In the 2021 census 18% of people identified as being from a non-white ethnic group.

Originally commissioned by the government in 2015, the first Parker Review found the proportion of ethnically diverse personnel in UK boardrooms to be “disproportionately low”.

This latest 2023 review has found considerable change within the top 350 companies.

It said that within the FTSE 100 – the UK’s biggest firms – people with ethnic minority backgrounds now hold 19% of all director positions, a rise of one percentage point from last year.

The data also showed an increase in the number of companies with more than one ethnic minority director from 49 in 2022 to 56 in 2023.

It also found 96 of the largest firms met the target of having at least one minority ethnic director on their boards, in line with last year.

The Parker Review said of the remaining FTSE 250 companies, 175 had ethnic representation on their boards, compared to 148 companies in December 2022. They were “making progress” it said.

Setting new targets

The review said as many as 48 of the top firms set an average 17% target for ethnic minority representation within their senior management by December 2027, a four percentage point rise from current levels.

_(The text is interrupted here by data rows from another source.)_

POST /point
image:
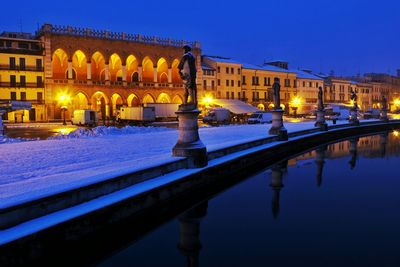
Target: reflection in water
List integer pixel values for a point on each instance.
(189, 224)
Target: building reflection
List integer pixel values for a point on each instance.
(320, 162)
(189, 227)
(353, 152)
(276, 184)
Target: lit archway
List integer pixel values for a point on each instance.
(162, 70)
(115, 68)
(133, 100)
(132, 69)
(177, 99)
(148, 99)
(60, 64)
(147, 70)
(176, 78)
(163, 98)
(117, 103)
(80, 101)
(98, 66)
(79, 64)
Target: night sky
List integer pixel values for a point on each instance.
(346, 36)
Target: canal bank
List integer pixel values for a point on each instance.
(155, 188)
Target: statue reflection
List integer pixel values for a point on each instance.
(276, 184)
(320, 161)
(189, 227)
(353, 152)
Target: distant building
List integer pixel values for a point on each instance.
(22, 75)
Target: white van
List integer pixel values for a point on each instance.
(84, 117)
(260, 117)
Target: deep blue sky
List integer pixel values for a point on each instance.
(347, 36)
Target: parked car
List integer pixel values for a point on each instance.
(260, 117)
(84, 117)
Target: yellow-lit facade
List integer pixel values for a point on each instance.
(22, 76)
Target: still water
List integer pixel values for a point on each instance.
(338, 205)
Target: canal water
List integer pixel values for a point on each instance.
(338, 205)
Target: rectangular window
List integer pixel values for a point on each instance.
(22, 63)
(13, 81)
(40, 97)
(22, 80)
(12, 63)
(39, 81)
(23, 96)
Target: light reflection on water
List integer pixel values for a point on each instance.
(337, 205)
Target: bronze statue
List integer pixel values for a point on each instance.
(320, 99)
(187, 71)
(277, 100)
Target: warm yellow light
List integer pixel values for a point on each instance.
(207, 100)
(296, 101)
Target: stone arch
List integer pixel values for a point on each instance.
(177, 99)
(79, 64)
(98, 66)
(147, 70)
(59, 64)
(148, 98)
(115, 67)
(163, 98)
(132, 67)
(176, 78)
(116, 103)
(80, 101)
(133, 100)
(162, 70)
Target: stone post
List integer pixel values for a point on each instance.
(189, 144)
(277, 127)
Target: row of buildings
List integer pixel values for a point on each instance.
(62, 67)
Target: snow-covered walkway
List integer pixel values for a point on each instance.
(38, 168)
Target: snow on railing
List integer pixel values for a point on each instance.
(103, 34)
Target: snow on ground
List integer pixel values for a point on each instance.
(34, 169)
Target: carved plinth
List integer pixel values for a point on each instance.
(277, 127)
(320, 122)
(189, 144)
(353, 117)
(384, 116)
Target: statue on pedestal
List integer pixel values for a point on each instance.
(320, 99)
(187, 71)
(277, 98)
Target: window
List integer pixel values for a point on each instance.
(22, 80)
(22, 63)
(13, 81)
(40, 97)
(12, 63)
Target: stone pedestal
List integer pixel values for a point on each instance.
(277, 125)
(384, 116)
(353, 117)
(320, 122)
(189, 144)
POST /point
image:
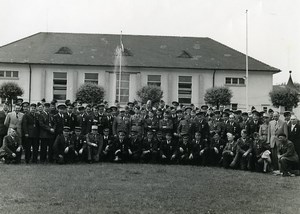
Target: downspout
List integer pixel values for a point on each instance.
(30, 75)
(214, 74)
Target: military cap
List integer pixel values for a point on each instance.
(217, 112)
(175, 103)
(114, 108)
(204, 107)
(80, 108)
(78, 128)
(122, 131)
(244, 113)
(287, 113)
(66, 129)
(94, 127)
(61, 106)
(179, 110)
(101, 105)
(24, 104)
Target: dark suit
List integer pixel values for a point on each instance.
(294, 136)
(3, 128)
(30, 132)
(46, 136)
(10, 145)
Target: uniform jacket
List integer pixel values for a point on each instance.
(14, 121)
(274, 130)
(10, 145)
(3, 128)
(30, 125)
(45, 124)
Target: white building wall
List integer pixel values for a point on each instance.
(260, 83)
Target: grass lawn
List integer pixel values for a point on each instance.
(142, 188)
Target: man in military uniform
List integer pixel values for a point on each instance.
(30, 132)
(79, 142)
(46, 134)
(11, 149)
(94, 145)
(150, 148)
(64, 151)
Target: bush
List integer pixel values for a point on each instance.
(284, 97)
(152, 93)
(218, 96)
(10, 91)
(90, 93)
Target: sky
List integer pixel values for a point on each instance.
(273, 25)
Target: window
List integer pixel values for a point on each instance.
(60, 85)
(154, 80)
(234, 106)
(9, 74)
(124, 89)
(91, 77)
(234, 81)
(185, 89)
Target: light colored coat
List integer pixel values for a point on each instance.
(274, 130)
(11, 121)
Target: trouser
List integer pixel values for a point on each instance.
(28, 144)
(227, 158)
(10, 159)
(46, 150)
(285, 165)
(1, 139)
(274, 157)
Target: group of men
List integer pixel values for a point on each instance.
(70, 132)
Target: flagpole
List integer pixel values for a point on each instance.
(120, 66)
(247, 69)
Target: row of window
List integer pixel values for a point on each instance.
(184, 84)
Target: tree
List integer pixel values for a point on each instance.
(284, 97)
(152, 93)
(90, 93)
(10, 91)
(218, 96)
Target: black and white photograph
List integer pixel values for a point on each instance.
(149, 106)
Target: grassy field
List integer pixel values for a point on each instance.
(141, 188)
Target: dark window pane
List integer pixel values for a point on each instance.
(184, 100)
(228, 80)
(155, 78)
(60, 82)
(57, 75)
(185, 85)
(185, 79)
(8, 73)
(15, 74)
(241, 81)
(93, 76)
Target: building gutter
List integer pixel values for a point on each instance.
(214, 77)
(30, 76)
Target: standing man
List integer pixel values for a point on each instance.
(30, 131)
(294, 134)
(14, 120)
(276, 127)
(46, 134)
(3, 128)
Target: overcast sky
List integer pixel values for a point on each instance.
(274, 25)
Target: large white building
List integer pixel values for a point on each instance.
(54, 65)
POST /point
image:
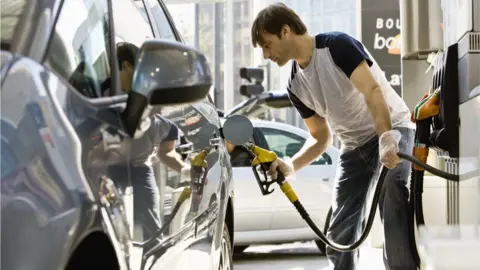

However, the range of targets was broad – from 5% to 45% – influenced by the wide variation in the share of ethnic minorities in the wider population within the UK and internationally, the review said.

Hywel Ball, UK chair of accountancy firm EY – which helped carry out the review with the Department of Business and Trade – said while business leaders were having to grapple with “geopolitical fragility and political uncertainty” it was important “not to lose sight of longer-term priorities”.

“While this year’s Parker Review shows that progress is being made to increase the representation of ethnic minority talent, there’s still more to do,” he said.